Some travelers to Mackay may very well be miners bound for the coal mines of Central Queensland. This city, situated between Brisbane and Cairns, is a solid, industrial city. Not only is it the gateway to the Bowen Basin coalfields – Australia’s single largest coal reserve – the region also produces more than one third of Australia’s cane sugar.
Mackay itself has more than 30 beaches with Harbor Beach, beside the Mackay Marina, being the most popular. The streets boast some striking architecture, the Courthouse and Commonwealth Bank, both built in the latter years of the 19th century, are the standouts, but Mackay has an amazing collection of Art Deco buildings too. Harold V.M. Brown designed 13 buildings in the center of the city between 1930 and 1940 and while walking the streets visitors will notice sunbursts and fountains and other decorative features. The Artspace Mackay is also a standout structure. It’s the modern art gallery that hosts local, national and international exhibitions. The Mackay Regional Botanic Gardens is one of Australia’s newest gardens and it’s a beautiful, natural, enormous garden.

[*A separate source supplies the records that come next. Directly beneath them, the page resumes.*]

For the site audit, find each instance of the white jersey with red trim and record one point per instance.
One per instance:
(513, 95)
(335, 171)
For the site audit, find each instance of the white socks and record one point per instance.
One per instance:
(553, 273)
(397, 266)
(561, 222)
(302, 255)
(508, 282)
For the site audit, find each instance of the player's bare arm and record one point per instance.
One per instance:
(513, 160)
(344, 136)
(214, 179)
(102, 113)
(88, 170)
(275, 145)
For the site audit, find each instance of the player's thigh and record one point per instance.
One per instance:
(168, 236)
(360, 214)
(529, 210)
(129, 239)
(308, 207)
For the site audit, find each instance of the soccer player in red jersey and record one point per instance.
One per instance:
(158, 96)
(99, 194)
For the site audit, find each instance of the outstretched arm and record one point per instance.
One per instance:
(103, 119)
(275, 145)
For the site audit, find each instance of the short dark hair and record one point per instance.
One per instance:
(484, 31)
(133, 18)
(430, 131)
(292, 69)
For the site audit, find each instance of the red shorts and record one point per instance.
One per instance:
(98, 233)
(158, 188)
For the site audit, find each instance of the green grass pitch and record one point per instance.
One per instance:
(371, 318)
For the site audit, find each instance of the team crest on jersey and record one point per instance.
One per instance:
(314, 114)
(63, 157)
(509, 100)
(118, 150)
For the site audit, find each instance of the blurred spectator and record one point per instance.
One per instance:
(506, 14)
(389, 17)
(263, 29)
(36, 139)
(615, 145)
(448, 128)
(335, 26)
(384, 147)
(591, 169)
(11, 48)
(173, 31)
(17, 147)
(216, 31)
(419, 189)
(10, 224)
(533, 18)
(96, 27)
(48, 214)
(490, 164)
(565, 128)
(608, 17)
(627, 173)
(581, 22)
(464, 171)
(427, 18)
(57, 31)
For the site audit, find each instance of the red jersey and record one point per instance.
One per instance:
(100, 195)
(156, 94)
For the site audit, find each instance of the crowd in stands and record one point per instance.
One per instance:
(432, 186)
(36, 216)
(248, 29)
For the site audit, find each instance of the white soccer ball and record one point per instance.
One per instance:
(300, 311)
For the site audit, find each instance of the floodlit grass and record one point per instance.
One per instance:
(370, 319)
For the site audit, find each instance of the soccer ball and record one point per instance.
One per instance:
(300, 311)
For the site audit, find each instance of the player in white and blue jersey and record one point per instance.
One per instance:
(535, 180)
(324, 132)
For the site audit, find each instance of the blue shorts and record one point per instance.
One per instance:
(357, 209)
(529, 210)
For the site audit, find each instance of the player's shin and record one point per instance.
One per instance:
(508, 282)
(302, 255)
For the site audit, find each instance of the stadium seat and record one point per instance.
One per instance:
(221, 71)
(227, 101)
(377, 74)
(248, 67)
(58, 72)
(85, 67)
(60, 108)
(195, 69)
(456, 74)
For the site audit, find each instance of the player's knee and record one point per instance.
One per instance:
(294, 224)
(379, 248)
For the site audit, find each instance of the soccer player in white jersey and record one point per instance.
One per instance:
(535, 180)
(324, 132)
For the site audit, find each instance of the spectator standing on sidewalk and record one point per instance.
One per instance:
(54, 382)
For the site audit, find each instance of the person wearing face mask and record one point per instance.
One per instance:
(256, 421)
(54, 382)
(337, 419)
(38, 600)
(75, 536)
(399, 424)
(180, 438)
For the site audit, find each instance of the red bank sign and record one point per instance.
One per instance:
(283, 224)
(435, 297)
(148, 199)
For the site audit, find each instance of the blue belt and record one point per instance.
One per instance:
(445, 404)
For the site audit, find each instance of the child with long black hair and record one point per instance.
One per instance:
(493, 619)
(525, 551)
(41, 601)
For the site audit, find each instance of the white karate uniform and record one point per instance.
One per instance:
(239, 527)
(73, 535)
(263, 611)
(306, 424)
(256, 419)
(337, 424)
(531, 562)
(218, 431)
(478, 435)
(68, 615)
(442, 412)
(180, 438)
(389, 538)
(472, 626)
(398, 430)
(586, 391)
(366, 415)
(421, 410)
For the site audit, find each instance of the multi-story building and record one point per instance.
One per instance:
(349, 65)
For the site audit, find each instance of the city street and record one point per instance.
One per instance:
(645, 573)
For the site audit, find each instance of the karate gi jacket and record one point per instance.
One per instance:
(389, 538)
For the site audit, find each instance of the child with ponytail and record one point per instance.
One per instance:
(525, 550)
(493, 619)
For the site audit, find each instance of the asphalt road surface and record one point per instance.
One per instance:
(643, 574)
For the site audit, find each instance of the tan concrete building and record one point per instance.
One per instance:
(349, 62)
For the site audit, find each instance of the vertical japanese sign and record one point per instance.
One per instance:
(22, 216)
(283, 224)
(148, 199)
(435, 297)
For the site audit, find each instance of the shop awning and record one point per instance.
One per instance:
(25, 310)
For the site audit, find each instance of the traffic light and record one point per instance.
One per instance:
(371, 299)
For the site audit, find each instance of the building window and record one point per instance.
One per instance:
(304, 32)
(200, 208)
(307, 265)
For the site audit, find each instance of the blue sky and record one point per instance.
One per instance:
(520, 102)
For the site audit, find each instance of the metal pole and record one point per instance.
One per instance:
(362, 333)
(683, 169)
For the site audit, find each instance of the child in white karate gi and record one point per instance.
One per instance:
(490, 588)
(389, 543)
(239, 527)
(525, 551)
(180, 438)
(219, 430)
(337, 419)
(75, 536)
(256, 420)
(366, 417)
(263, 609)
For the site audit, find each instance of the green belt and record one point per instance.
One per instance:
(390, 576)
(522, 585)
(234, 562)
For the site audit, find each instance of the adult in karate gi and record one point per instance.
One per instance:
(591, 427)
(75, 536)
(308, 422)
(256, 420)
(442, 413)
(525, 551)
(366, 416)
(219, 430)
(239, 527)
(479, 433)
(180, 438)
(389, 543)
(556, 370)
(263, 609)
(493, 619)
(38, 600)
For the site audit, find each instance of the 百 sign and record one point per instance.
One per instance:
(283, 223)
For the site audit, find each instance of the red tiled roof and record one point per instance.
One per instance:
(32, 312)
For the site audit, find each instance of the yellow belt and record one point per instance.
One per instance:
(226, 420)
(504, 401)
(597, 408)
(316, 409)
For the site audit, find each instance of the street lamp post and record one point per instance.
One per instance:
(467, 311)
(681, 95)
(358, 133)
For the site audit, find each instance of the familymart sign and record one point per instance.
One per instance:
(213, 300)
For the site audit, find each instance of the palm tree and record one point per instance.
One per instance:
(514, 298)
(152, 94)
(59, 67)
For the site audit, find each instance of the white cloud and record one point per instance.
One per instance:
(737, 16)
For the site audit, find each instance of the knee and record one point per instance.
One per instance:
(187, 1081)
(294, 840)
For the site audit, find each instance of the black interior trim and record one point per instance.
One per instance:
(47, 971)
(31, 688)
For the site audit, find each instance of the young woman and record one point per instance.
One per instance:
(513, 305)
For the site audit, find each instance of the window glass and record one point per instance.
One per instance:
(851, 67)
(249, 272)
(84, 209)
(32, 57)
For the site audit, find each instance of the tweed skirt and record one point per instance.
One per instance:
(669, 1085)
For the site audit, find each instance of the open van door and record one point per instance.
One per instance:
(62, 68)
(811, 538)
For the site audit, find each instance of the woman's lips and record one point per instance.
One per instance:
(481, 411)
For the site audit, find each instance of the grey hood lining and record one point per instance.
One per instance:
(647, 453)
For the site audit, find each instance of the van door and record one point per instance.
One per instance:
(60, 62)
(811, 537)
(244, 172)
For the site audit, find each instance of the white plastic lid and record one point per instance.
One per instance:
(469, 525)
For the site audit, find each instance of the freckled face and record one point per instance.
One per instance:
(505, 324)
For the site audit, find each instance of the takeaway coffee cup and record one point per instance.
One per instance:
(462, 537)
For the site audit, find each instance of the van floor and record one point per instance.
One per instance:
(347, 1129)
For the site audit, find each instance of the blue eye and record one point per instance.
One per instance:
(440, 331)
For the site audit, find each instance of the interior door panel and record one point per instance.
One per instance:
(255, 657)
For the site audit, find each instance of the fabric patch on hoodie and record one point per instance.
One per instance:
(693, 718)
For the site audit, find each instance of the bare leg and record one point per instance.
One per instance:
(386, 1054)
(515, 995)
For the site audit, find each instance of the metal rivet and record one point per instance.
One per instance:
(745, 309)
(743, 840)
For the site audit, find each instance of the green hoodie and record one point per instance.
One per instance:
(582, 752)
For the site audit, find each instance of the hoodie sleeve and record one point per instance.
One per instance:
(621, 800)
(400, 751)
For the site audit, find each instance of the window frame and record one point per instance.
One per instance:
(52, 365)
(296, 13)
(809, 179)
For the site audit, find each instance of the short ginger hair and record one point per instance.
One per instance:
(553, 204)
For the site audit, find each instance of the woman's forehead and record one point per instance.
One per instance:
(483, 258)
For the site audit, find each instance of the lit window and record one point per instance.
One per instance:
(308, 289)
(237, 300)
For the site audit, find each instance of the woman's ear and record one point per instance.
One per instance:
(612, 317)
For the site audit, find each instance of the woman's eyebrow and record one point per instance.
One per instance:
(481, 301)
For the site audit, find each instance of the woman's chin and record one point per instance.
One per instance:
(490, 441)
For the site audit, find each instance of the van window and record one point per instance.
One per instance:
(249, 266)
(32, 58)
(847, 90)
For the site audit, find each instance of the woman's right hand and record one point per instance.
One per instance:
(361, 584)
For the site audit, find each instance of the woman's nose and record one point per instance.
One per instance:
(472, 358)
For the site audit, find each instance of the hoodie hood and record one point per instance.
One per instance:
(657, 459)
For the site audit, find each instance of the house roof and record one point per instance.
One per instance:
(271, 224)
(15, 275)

Offshore there are several islands within the Great Barrier Reef Marine Park including Brampton, Keswick and Scawfell. West of the town is the stunning Eungella National Park and Pioneer Valley.
Mackay has a tropical climate. The summers (December to February) are hot and wet with temperatures reaching 86 F. The breeze blowing in from the sea keeps the summer months comfortable. The winters (June to August) are warm and sunny, and temperatures hover between 70 and 80 F. Most of the rain falls between December and March while August and September are the driest months. The hurricane season runs from December to April and thunderstorms are a possibility between late spring (November) and early autumn (March).
December to the end of January and the Easter school vacations are high season times in Mackay. Another peak time is in June for the River Sessions Festival and July for the Mackay Region Festival of Arts. The whale-watching season runs from July to September and crushing season is also around the same time (July to November).
The low season in Mackay follows Easter (March or April) and runs until mid-September.
Mid-January to Easter is shoulder season in Mackay.
There are several car-rental companies at the airport along with taxis and shuttles services.
Renting a car is a must if you’re hoping to explore the Mackay region. There are some bus services, operated by Mackay Transit. The CBD is the best-covered area. Buses run from north to south Mackay and east to Mirani. Taxis are available.
• There are landmark fishing spots around Mackay and charter and reef fishing expeditions available.
• Farleigh Sugar Mill is a working mill just 10 minutes north of Mackay. The mill offers tours to show visitors how they turn cane into sugar and molasses.
Booking a flight to Mackay (MKY) is your only option if you intend on flying to Mackay. It is only a 2.0 mi journey from Mackay to Mackay’s city center.